3. The method for quantizing a language model according to claim 1, wherein: the pairing each adjacent two positions in the tensor of the neural network model comprises:

the values of two adjacent positions are normal values, and integer quantization is adopted;

one value of two adjacent positions is an abnormal value, the other is a normal value, pruning is carried out on the normal value, and the pruning value is recorded as a clipping value;

the values of two adjacent positions are abnormal values, and pruning is carried out on the abnormal values with small values.

4. A method for quantizing a language model according to claim 3, wherein: said configuring an outlier identifier for the pairing comprises:

configuring one end of an integer range of values as an outlier marker and shifting the end out of the integer range of values;

in the pairing in which there is an outlier, the clipping value is replaced with the outlier marker.

5. The method for quantizing a language model according to claim 1 or 4, wherein: the quantifying the pairing in the presence of outliers includes:

converting a floating point data type into a floating point data type with an offset:

sign×(1＜＜mb+mantissa)＜＜(exponent+bias)；

6. An electronic device, characterized in that: comprising a memory for storing a computer program; a processor for executing the computer program to implement the steps of the method for quantifying a language model according to any one of claims 1 to 5.

7. The electronic device of claim 6, wherein: the processor is a graphics processor; wherein, the element dot product unit in each tensor calculation core of the graphics processor is correspondingly embedded and configured with a decoder, an adder and a shifter.

8. The electronic device of claim 6, wherein: the processor is a tensor processor; wherein a decoder is configured at the boundary of the systolic array of the tensor processor; the size of the ripple array is n multiplied by m, and the number of the decoders is n+m; n and m are the number of rows and columns of the systolic array, respectively.

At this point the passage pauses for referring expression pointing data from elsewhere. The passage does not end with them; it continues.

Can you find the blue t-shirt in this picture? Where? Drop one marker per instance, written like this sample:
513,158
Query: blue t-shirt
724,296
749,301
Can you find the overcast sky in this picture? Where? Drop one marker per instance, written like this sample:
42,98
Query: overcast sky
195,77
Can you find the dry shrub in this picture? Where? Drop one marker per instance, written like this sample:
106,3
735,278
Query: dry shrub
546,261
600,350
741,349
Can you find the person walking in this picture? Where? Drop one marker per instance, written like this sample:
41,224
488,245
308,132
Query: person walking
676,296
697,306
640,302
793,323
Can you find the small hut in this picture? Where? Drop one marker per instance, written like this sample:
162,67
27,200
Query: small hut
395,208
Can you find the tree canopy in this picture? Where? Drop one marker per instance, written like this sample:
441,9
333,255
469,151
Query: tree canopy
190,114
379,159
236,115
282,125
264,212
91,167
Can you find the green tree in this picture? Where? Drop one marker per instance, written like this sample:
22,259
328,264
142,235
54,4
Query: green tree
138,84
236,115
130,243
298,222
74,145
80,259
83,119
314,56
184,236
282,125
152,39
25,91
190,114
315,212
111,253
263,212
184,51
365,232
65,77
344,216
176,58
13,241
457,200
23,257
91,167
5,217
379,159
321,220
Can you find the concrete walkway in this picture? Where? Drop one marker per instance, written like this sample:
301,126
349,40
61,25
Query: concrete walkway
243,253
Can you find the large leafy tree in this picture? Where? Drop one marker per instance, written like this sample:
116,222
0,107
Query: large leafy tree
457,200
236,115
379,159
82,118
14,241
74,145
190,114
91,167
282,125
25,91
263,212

9. The electronic device according to claim 6 or 7, characterized in that: the decoder includes:

an abnormal value judging unit for judging whether an abnormal value exists in the pairing of the input data;

a normal value decoder that outputs a normal value in the pairing to the original code;

an outlier decoder decodes outliers in the pairing into exponent-integer pairing values.

10. The electronic device of claim 9, wherein: for floating point data types with offsets, the decoder decodes the exponent by an exponent versus offset relationship; the radix is decoded by a relation of the radix and the input data.